The phasing out of subsidies for solar projects has slowed down sector growth. Onshore wind has been made more complex by the removal of subsidy support and planning permit issues. Therefore, the traditional model of rapidly increasing capacity – while relying on subsidies to generate revenues several times higher than the market – has all but fallen away. Instead, direct infrastructure investors will increasingly need to focus on new business models, operational efficiencies and financial structure to preserve returns.
The sun shines on solar
The solar sector is benefiting from sharp declines in equipment costs. This can make projects feasible even without subsidies. The biggest hurdle to non-subsidised projects is undoubtedly their exposure to wholesale power prices which are notoriously difficult to model and forecast accurately.

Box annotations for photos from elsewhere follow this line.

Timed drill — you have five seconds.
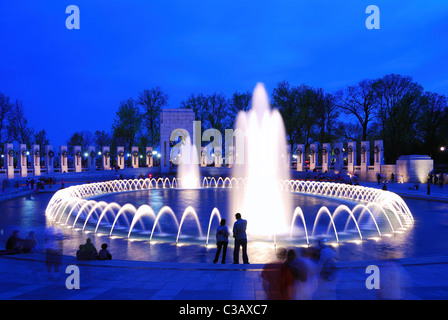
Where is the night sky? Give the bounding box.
[0,0,448,146]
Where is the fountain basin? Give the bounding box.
[46,178,413,246]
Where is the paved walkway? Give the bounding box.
[0,183,448,300]
[0,253,448,300]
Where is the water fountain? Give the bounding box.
[231,84,292,237]
[46,84,413,258]
[177,136,200,188]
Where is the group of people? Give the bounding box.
[261,242,336,300]
[76,238,112,260]
[25,177,56,191]
[213,213,249,264]
[3,230,37,254]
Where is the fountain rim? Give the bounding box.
[45,177,414,245]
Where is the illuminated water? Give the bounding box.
[0,189,448,263]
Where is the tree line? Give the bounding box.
[0,74,448,163]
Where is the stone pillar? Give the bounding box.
[359,141,370,180]
[30,144,40,176]
[59,146,68,173]
[322,143,331,172]
[87,146,96,171]
[131,147,139,168]
[73,146,82,172]
[160,109,196,174]
[213,147,222,168]
[5,143,15,179]
[333,142,344,173]
[45,146,54,174]
[396,155,434,183]
[297,144,305,171]
[226,146,235,168]
[101,147,110,170]
[347,141,356,174]
[201,147,207,167]
[373,140,384,173]
[17,144,28,178]
[310,143,319,171]
[146,147,154,167]
[286,144,292,169]
[117,147,124,169]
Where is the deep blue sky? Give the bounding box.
[0,0,448,146]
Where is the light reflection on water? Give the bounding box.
[0,189,448,263]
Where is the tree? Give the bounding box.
[312,88,336,144]
[34,130,50,148]
[112,98,142,152]
[336,80,378,141]
[180,93,208,128]
[138,87,168,147]
[272,81,316,154]
[0,92,12,144]
[67,130,93,154]
[93,130,111,149]
[375,74,423,163]
[7,100,33,148]
[228,91,252,129]
[417,91,448,156]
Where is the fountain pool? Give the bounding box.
[46,178,413,252]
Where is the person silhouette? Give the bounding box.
[233,213,249,264]
[213,219,229,264]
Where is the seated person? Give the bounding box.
[5,230,23,253]
[98,243,112,260]
[23,231,37,252]
[76,238,98,260]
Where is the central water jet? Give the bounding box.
[231,83,292,236]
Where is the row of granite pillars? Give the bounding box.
[4,143,154,179]
[297,140,384,178]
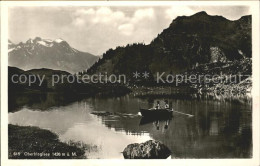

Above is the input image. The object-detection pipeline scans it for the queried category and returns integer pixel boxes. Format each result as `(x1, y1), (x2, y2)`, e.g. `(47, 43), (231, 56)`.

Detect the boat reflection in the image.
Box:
(139, 117), (172, 130)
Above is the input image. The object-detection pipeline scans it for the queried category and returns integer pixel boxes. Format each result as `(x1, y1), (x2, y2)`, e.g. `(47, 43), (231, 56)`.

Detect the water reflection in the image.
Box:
(9, 92), (252, 158)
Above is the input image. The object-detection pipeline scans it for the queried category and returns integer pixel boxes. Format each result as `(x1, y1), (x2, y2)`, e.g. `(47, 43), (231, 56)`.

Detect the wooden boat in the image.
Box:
(140, 108), (173, 118)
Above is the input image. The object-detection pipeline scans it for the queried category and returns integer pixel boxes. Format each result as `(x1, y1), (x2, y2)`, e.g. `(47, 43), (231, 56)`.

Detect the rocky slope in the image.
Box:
(88, 12), (252, 80)
(8, 37), (98, 73)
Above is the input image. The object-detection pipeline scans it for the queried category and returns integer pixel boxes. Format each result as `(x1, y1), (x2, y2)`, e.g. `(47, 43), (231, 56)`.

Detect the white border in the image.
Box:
(0, 1), (260, 166)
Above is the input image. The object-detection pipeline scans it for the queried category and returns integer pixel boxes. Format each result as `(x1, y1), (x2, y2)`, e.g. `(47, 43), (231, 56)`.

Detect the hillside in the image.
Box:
(8, 37), (98, 73)
(88, 12), (252, 79)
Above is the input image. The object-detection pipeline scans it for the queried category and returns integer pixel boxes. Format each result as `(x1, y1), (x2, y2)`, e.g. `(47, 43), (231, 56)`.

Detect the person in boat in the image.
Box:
(164, 100), (170, 109)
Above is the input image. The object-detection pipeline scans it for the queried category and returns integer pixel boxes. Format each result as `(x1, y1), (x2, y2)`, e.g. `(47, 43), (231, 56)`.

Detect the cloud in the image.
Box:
(118, 24), (134, 36)
(165, 6), (194, 19)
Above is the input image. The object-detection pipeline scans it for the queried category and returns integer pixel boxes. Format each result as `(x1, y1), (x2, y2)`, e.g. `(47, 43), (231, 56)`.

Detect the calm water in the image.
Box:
(9, 94), (252, 158)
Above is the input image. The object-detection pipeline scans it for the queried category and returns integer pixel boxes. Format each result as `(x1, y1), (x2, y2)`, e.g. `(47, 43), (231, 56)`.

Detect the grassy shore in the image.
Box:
(8, 124), (85, 159)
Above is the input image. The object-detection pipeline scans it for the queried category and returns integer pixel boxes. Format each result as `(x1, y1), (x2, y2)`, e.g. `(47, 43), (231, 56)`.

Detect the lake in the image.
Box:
(9, 93), (252, 159)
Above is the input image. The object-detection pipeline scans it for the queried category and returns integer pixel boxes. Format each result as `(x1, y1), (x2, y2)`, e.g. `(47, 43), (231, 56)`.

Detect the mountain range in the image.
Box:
(87, 11), (252, 79)
(8, 37), (98, 73)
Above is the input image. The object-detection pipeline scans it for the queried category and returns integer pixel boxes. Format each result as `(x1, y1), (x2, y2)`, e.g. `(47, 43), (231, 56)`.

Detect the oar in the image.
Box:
(172, 109), (194, 117)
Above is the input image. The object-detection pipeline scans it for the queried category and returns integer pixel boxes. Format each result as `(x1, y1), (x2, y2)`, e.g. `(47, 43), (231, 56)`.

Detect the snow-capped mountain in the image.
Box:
(8, 37), (98, 73)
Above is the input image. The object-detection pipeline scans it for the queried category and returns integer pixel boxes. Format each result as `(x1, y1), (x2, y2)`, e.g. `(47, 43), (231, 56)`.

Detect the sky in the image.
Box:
(8, 6), (251, 56)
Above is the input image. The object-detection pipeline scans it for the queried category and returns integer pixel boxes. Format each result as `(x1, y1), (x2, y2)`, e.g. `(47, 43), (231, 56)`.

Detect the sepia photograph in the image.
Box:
(1, 2), (259, 165)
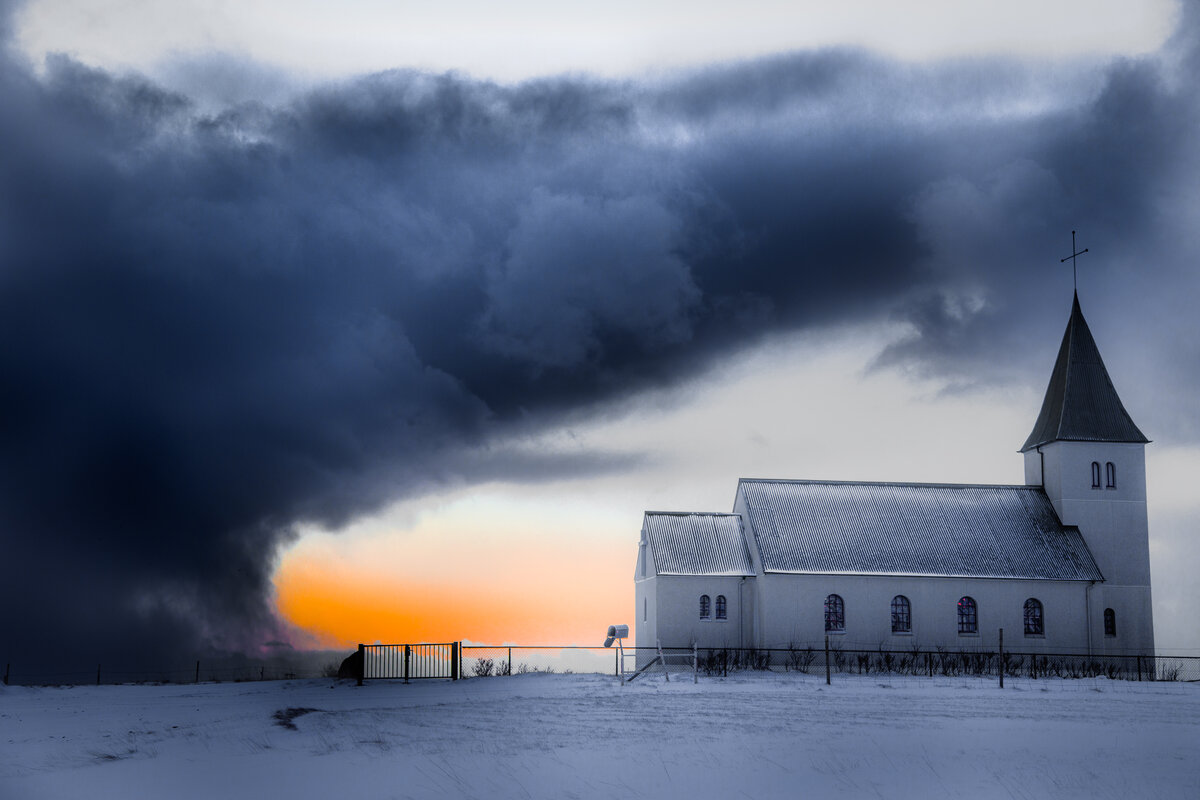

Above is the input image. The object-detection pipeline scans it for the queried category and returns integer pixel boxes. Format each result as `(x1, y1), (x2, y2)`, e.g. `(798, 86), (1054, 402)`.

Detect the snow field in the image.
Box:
(0, 673), (1200, 800)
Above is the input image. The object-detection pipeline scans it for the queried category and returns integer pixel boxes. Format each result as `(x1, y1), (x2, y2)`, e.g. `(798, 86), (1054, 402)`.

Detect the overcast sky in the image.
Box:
(0, 0), (1200, 676)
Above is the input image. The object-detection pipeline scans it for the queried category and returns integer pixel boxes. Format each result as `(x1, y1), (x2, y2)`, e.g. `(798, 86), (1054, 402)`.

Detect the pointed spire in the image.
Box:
(1021, 294), (1150, 452)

We have seen the emergence of long-term contracts with large corporate electricity consumers as well as new forms of derivatives as ways of insulating projects against power price volatility. These can improve the stability of cashflow and investment appeal of these assets. Another strategy is a much more hands-on role for asset owners in equipment procurement, construction and day-to-day management. Asset owners that are able to buy panels on favourable terms have a good track record of constructing solar farms and managing day-to-day operations will be best positioned to seek to maximise value and gain access to financing on favourable terms.
Blowing in the wind
Offshore wind currently accounts for the largest share of the pipeline of expected additional renewable energy capacity in the UK. Here, the sector remains dominated by a handful of large developers, while rapidly expanding project sizes mean ever increasing investment requirements and a rising involvement of institutional investors in the sector. Going forward, the sharp drop in new project subsidies (and asset cashflows) may hinder the ability of some offshore wind projects to sustain high levels of debt. This could mean a new balance will need to be struck between offshore wind project developers – who wish to maximise equity returns and may be tempted to maximise leverage – and institutional debt providers who require strong credit structures.

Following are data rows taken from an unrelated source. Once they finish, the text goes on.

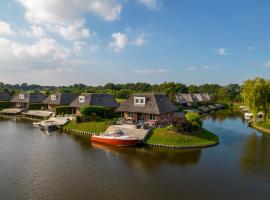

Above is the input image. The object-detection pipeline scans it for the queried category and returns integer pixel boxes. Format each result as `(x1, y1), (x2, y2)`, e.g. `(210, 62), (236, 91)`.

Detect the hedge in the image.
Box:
(80, 106), (116, 118)
(28, 103), (45, 110)
(55, 106), (74, 115)
(0, 102), (12, 110)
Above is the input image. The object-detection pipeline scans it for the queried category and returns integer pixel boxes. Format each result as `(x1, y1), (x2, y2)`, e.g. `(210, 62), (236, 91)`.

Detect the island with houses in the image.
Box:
(0, 92), (221, 148)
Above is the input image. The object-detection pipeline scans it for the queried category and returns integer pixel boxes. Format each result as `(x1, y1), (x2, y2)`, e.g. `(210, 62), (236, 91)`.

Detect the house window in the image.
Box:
(79, 96), (85, 103)
(19, 94), (24, 99)
(128, 112), (134, 118)
(150, 114), (157, 120)
(134, 97), (146, 106)
(51, 95), (56, 101)
(161, 114), (167, 120)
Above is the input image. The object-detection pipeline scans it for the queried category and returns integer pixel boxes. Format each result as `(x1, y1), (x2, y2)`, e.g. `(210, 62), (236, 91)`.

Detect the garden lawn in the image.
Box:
(64, 121), (108, 133)
(256, 119), (270, 131)
(146, 128), (218, 147)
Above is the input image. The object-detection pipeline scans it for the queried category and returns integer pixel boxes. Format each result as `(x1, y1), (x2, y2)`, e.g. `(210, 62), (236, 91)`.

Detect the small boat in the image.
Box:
(33, 122), (41, 128)
(244, 112), (253, 120)
(91, 130), (139, 147)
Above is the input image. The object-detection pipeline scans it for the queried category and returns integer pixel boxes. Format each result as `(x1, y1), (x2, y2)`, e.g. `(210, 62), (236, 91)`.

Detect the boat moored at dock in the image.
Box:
(91, 130), (139, 147)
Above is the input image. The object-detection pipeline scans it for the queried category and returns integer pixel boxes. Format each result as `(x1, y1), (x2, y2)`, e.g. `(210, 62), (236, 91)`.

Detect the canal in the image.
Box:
(0, 112), (270, 200)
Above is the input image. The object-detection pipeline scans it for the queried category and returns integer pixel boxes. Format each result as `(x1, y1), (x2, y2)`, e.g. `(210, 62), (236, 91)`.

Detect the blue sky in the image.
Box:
(0, 0), (270, 85)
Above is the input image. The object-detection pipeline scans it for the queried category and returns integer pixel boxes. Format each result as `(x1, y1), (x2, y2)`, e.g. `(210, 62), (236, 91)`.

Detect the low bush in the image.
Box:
(0, 102), (12, 110)
(28, 103), (45, 110)
(55, 106), (74, 115)
(185, 112), (202, 130)
(169, 118), (192, 133)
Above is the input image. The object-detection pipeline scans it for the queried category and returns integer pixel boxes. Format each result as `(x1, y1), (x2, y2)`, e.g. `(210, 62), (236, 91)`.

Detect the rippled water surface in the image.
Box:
(0, 113), (270, 200)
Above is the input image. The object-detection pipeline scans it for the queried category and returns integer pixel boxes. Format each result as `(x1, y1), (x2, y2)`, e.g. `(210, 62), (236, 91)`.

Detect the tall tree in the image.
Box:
(241, 78), (270, 120)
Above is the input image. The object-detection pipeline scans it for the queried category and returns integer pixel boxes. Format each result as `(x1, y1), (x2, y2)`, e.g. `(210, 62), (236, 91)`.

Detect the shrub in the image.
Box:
(28, 103), (45, 110)
(169, 117), (192, 133)
(106, 119), (117, 126)
(55, 106), (74, 115)
(0, 102), (12, 110)
(185, 112), (202, 130)
(76, 115), (82, 123)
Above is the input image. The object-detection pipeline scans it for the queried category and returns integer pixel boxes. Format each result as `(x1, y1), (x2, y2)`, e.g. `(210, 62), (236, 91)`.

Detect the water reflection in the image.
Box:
(207, 110), (245, 123)
(241, 132), (270, 180)
(91, 143), (201, 169)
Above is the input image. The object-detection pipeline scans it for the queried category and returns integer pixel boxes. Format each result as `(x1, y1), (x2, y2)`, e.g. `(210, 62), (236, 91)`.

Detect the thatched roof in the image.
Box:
(11, 93), (45, 103)
(116, 93), (178, 114)
(0, 92), (12, 101)
(176, 93), (211, 103)
(70, 93), (119, 108)
(176, 94), (196, 103)
(43, 93), (77, 105)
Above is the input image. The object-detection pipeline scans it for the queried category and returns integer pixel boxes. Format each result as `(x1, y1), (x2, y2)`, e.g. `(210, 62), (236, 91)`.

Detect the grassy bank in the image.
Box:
(146, 128), (218, 147)
(252, 119), (270, 134)
(64, 120), (108, 133)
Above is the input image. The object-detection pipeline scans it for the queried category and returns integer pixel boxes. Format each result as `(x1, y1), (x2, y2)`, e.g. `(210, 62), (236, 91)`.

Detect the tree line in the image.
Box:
(241, 78), (270, 121)
(0, 82), (241, 101)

Finally, the energy transition is stimulating growth in relatively new asset types. As generation moves towards more intermittent renewable sources, energy storage, as well as assets that can quickly adjust their power consumption when requested, will increasingly be needed to manage the impact of renewable generation on the grid. Investors in these assets will need to become comfortable with additional technology and market risk. Deep technical expertise, detailed due diligence and strong industry networks will be needed in order to single out investable assets with confidence.

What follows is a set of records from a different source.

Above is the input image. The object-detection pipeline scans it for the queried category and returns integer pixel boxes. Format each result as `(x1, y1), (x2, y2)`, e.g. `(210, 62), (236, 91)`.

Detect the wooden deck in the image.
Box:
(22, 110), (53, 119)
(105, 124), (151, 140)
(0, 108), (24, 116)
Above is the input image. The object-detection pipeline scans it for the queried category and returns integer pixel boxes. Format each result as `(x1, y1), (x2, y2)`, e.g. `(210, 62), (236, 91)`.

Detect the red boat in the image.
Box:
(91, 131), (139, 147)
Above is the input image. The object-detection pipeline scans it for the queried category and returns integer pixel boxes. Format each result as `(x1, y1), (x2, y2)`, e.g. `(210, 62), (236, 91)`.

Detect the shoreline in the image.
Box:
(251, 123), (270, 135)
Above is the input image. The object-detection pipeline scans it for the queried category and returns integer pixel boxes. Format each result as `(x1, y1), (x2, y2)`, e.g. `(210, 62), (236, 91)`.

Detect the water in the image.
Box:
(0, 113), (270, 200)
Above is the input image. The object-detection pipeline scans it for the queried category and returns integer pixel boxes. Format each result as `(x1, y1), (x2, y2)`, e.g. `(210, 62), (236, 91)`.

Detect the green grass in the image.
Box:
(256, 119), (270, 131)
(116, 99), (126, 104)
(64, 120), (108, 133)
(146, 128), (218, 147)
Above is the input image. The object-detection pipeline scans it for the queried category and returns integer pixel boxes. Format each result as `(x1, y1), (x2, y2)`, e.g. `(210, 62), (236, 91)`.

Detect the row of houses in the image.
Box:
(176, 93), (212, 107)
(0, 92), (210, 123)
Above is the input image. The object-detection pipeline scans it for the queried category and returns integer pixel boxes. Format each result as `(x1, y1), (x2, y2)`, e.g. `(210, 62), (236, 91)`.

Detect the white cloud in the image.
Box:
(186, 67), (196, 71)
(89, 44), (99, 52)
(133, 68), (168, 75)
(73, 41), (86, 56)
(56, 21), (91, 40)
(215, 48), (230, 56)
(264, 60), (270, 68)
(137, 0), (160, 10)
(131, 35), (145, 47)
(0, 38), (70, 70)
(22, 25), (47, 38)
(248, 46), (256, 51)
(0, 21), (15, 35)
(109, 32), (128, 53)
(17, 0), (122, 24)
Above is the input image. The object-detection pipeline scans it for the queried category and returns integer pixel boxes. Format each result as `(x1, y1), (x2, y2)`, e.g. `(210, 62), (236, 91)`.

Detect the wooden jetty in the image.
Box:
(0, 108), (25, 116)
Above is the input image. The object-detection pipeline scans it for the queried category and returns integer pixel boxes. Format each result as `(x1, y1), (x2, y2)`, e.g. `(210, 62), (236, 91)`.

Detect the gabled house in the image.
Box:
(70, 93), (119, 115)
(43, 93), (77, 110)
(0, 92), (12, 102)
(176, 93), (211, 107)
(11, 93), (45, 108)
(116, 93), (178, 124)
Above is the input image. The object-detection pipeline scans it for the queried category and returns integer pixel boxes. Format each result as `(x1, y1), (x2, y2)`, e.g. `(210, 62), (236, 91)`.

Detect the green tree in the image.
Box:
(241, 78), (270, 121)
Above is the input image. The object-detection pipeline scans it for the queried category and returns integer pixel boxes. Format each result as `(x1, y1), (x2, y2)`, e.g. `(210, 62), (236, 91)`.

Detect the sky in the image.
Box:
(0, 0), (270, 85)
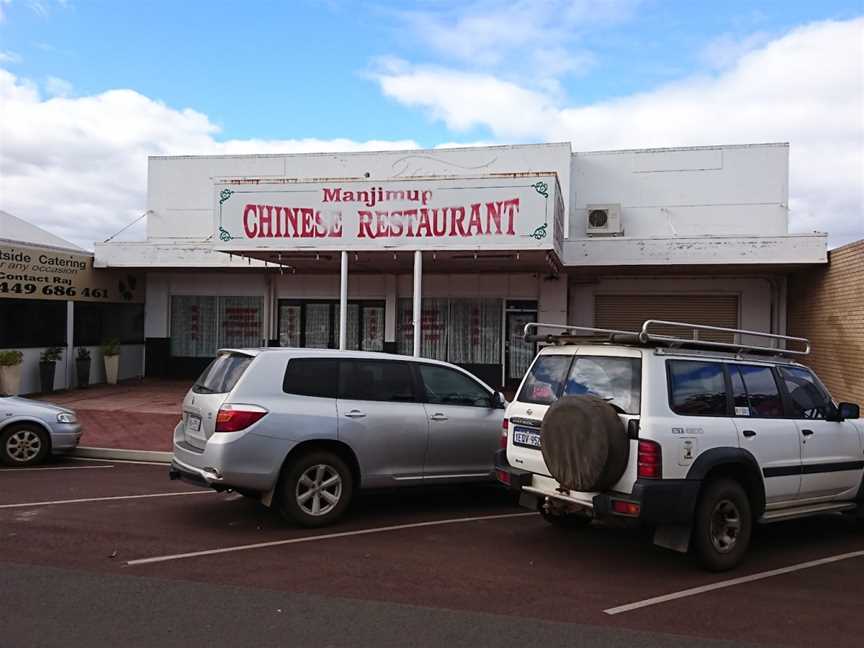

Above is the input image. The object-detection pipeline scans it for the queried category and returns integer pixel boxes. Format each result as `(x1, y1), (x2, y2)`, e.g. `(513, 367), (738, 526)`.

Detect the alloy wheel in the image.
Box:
(710, 499), (741, 553)
(6, 429), (42, 463)
(295, 464), (342, 516)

Creating assets that facilitate the transition from fossil fuels to renewable energy remains crucial and credit discipline is key to an investment approach. Within the team, we have strong views on appropriate levels of gearing in various sub-sections of the infrastructure market, which feed into credit assessment and pricing of potential investments. This philosophy – that combines credit discipline and an in-depth understanding of the way the industry is evolving – is a large part of the way we approach direct investing in the UK renewables sector.